Coaching grind sharpens clay edge
Graduating in 2022, Starodubtseva pivoted to coaching at Westchester Country Club in New York, logging 10-hour days across clinics for men, women, and kids on 15 green clay courts—a twist of fate priming her for Charleston’s surface. She bridged to the pros via UTR tournaments, flipping her college loss to Kessler with a final win in one such event, building layers of rivalry-fueled confidence. Her former boss even showed up for that Charleston quarterfinal, watching as she outlasted Kessler in baseline exchanges laced with inside-out forehands and low slices.
“There is an inside joke that I’m so comfortable on green clay because I coached it for a year,” she noted on Friday, her laugh cutting through the press room buzz.
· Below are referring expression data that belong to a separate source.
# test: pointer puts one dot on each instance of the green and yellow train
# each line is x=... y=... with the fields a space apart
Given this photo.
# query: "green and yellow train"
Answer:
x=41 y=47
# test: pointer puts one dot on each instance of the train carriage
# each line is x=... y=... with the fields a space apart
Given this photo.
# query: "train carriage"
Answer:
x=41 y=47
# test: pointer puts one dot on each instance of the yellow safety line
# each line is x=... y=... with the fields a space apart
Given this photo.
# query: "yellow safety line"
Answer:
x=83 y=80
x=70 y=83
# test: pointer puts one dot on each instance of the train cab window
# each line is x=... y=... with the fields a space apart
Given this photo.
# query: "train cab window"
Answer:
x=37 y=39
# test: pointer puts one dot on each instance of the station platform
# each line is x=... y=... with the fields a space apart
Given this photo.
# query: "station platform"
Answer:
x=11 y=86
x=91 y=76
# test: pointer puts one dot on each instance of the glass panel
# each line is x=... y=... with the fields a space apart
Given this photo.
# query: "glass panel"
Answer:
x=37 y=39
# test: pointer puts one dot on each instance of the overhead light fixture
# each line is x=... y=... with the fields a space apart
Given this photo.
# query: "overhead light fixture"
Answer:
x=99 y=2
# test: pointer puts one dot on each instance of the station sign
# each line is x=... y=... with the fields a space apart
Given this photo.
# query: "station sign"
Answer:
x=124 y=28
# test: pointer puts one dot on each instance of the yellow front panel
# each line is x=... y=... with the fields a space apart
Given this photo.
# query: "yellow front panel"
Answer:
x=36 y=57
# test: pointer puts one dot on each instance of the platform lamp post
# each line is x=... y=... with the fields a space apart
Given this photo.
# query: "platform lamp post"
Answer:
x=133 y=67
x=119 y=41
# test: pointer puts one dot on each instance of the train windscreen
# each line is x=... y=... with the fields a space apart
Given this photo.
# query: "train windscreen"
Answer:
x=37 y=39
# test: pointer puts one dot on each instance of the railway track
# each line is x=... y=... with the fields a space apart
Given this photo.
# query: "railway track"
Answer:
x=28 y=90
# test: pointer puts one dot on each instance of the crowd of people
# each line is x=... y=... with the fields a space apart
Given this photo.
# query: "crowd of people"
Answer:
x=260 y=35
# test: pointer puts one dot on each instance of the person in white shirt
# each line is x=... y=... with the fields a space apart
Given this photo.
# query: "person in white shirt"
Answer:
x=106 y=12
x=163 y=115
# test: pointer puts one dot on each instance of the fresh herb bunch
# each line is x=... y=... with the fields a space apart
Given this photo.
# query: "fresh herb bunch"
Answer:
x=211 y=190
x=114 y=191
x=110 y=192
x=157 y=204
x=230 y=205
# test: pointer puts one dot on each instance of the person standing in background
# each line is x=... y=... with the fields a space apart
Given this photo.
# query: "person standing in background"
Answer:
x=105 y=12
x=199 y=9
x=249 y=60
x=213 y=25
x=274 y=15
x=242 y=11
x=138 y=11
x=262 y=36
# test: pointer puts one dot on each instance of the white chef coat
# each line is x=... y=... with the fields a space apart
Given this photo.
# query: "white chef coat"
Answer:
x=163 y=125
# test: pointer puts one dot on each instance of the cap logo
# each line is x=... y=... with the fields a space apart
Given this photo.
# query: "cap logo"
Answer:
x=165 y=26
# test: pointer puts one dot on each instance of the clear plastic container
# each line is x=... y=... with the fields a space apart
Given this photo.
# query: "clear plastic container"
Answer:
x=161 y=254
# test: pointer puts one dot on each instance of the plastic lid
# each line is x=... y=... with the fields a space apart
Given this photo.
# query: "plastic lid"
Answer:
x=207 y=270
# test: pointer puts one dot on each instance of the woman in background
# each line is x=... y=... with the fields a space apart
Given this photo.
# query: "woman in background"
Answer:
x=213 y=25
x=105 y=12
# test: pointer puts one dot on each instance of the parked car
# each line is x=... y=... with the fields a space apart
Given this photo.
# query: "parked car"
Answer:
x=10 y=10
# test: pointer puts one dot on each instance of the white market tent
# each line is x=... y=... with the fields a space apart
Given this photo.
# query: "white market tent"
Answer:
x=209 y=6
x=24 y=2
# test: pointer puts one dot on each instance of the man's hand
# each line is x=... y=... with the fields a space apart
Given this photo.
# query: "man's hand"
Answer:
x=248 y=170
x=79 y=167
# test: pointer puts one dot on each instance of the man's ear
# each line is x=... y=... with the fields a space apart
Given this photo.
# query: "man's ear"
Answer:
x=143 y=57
Green clay’s quicker pace—higher bounces, less slide—rewards her adjustments: shortening returns to absorb power, mixing heavy topspin forehands crosscourt to control rallies, and deploying underspin backhands down-the-line to disrupt aggressive swings. Against Keys in the semis, this tactical mix extended points until the American’s 28 unforced errors mounted, her 6-4, 7-5 victory a testament to poise under Charleston’s palmetto-shaded lights.
In the final, Pegula’s back-to-back title defense tested those edges, her drop shots pulling Starodubtseva forward while precise backhands neutralized the Ukrainian’s topspin loops. Yet the run—holding serve at key moments with wide angles and deep seconds—netted ranking points to vault her toward the top 60, easing financial strains and opening doors for family visits. Her phone, meanwhile, overflows with unread messages, Instagram muted to stem the flood, a chaotic echo of her breakthrough’s ripple.
Off court, drives in fast cars and techno rhythms offer release, her Autobahn dreams clashing with Dolan’s pull toward Green Bay Packers games and Aaron Rodgers fandom—now Steelers-bound. Tennis hooked her through early tournament successes, her father’s nudge toward college ensuring she arrived pro-ready, mentally fortified. As Barcelona beckons, this Charleston surge—blending personal ache with green-clay savvy—positions her for Europe’s clay swing, where varied spins and patient patterns could sustain the momentum into deeper runs.